Tengai users can pay for their goods on delivery through its EcoCash facility while premium adverts are also paid for through the same channel.

ICT, Postal and Courier Services minister Supa Mandiwanzira told the conference that mobile money has helped promote financial inclusion in the country.

“We have witnessed the pre-eminence of mobile money which has greatly revolutionised the financial services sector by promoting financial inclusion of the previously unbanked population in Zimbabwe and Africa at large,” Mandiwanzira said.

Mandiwanzira said his ministry remains committed to promoting a flexible and conducive regulatory environment to continuously promote e-commerce.

However, he said it could only be achieved by addressing some of the challenges that are currently creating cost overburdens in the ICT industry.

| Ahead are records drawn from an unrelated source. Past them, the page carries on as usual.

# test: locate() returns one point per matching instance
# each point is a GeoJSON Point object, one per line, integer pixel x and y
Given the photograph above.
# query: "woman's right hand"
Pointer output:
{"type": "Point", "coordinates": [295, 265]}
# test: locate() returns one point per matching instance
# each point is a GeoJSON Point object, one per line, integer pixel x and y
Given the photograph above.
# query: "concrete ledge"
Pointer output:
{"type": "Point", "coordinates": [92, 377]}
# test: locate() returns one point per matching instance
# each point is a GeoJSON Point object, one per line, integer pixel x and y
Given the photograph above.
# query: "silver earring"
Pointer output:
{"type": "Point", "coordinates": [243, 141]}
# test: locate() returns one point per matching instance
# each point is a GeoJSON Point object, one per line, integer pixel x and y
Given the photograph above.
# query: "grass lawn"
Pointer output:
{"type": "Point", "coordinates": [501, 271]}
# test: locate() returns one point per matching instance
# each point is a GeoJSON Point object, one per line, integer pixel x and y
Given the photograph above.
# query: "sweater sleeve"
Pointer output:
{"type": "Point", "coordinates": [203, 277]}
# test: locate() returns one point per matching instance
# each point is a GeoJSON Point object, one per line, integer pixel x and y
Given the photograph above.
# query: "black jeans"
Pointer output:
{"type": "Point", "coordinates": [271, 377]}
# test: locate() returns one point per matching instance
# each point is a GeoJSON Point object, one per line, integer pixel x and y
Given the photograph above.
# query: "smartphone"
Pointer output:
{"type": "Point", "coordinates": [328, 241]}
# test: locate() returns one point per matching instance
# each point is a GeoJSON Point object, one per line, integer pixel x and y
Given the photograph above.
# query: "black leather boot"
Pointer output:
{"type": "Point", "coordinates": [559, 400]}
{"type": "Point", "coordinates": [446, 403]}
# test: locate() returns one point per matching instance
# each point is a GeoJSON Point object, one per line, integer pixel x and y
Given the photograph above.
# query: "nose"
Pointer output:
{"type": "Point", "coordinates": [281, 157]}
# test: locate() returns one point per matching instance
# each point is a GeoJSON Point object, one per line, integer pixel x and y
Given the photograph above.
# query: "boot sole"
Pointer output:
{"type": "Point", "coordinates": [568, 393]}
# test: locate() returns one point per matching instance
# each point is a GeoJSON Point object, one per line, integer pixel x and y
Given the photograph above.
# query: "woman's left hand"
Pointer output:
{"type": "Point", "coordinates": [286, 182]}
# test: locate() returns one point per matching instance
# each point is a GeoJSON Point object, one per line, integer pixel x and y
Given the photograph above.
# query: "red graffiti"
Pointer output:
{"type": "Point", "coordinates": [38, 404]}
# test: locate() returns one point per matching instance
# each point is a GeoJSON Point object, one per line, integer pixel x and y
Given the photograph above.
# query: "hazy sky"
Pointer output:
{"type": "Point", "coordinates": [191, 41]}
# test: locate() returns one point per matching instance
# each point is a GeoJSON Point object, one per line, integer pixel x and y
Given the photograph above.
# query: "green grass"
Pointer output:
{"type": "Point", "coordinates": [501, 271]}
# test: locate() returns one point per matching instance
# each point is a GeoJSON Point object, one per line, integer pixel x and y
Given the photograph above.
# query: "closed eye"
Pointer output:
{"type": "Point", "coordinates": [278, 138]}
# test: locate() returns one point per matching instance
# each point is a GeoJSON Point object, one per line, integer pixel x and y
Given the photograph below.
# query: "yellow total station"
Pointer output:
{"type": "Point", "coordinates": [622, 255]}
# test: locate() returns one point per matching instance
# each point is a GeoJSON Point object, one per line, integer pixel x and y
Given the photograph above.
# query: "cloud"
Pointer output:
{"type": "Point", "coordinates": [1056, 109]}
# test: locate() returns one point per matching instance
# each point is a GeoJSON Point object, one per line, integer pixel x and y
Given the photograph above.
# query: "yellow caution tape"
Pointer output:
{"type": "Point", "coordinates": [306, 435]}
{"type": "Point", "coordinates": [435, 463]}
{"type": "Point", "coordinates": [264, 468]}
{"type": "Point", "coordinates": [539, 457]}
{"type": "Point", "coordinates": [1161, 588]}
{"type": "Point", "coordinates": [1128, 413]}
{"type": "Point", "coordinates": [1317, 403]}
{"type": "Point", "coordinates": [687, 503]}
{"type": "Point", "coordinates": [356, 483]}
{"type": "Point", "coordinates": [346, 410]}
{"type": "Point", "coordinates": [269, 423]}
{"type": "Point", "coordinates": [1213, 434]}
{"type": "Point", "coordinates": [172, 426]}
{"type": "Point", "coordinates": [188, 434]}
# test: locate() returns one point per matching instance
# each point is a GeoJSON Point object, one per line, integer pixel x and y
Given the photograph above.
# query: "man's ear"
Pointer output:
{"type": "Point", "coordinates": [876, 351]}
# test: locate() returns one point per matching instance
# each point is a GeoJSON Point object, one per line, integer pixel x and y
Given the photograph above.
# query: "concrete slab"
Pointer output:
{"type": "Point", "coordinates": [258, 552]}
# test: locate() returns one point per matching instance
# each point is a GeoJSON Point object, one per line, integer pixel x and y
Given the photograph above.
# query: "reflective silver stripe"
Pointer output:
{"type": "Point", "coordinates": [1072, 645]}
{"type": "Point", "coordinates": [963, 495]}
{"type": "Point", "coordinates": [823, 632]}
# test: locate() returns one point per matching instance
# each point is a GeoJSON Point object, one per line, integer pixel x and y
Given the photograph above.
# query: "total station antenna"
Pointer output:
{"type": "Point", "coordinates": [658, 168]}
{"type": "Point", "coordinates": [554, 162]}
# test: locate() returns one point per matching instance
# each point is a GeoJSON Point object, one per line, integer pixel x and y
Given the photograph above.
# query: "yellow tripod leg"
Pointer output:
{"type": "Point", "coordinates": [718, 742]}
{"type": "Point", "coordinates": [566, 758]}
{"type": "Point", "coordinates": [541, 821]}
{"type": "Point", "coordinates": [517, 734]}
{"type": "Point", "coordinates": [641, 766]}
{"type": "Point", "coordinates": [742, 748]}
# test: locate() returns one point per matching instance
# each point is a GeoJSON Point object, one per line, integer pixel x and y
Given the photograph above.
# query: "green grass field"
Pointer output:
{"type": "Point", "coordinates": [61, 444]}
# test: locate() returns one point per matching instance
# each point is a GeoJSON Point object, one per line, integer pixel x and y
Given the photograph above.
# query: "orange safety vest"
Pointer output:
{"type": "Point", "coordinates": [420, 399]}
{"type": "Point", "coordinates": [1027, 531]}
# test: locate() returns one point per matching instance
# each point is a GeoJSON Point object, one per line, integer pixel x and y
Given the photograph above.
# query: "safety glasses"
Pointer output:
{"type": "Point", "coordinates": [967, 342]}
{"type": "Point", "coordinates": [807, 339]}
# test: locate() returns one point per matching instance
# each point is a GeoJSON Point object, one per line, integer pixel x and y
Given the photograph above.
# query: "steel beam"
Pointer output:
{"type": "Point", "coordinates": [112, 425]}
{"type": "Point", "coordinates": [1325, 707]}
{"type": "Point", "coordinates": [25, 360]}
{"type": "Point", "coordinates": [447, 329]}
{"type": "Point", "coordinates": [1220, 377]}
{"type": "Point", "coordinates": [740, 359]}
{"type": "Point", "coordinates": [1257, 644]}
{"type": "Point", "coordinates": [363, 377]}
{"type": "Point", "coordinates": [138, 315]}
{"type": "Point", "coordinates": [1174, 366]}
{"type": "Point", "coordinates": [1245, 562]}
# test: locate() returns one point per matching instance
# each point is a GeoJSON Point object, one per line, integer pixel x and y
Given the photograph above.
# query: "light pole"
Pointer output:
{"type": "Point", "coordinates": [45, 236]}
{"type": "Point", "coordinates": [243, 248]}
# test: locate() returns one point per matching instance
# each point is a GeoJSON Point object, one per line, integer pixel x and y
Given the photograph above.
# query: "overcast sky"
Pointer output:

Mandiwanzira said that efforts would be made to strengthen the regulatory framework over mobile money and digital payments.
Mobile phone companies in Africa have in the last couple of years entered the financial services sector through launch of mobile money transfer services — notably Mpesa in Kenya and Ecocash in Zimbabwe.

Other local mobile money transfer companies are NetOne’s OneWallet and Telecel’s Textacash.

Mobile money remittances in Sub-Saharan Africa are projected to reach US$33 billion in 2015 as the services are growing above 6% in more than three countries with increasing mobile connectivity, according to WorldRemit, a United Kingdom-based online service company that lets people send money to friends and family in other countries.

Alix Murphy, senior mobile analyst at WorldRemit said: “Mobile money will play a pivotal role in global remittances, helping to reduce fees, improve speed and convenience for users.”

WorldRemit said worldwide mobile money usage was exploding with 261 mobile money services now live across 89 countries with 103 million active users as of December 2014. More than half of these services currently in operation are in sub-Saharan Africa.

Mobile money has also inspired other innovations such as Hammer and Tongues’ Online Shopping Mall where people are able to shop online from a number of suppliers and pay using Visa cards, Mastercard and EcoCash.

A FinScope Consumer Survey of 2014 shows the proportion of the population accessing formal financial services increased from 38% in 2011 to 69% in 2014 largely as a result of mobile financial services that have become a key delivery vehicle of financial inclusion.

As a result, banks are under pressure to take advantage of the growing use of mobile phones to remain viable as telecoms firms continue rolling out innovative and easily accessible financial products.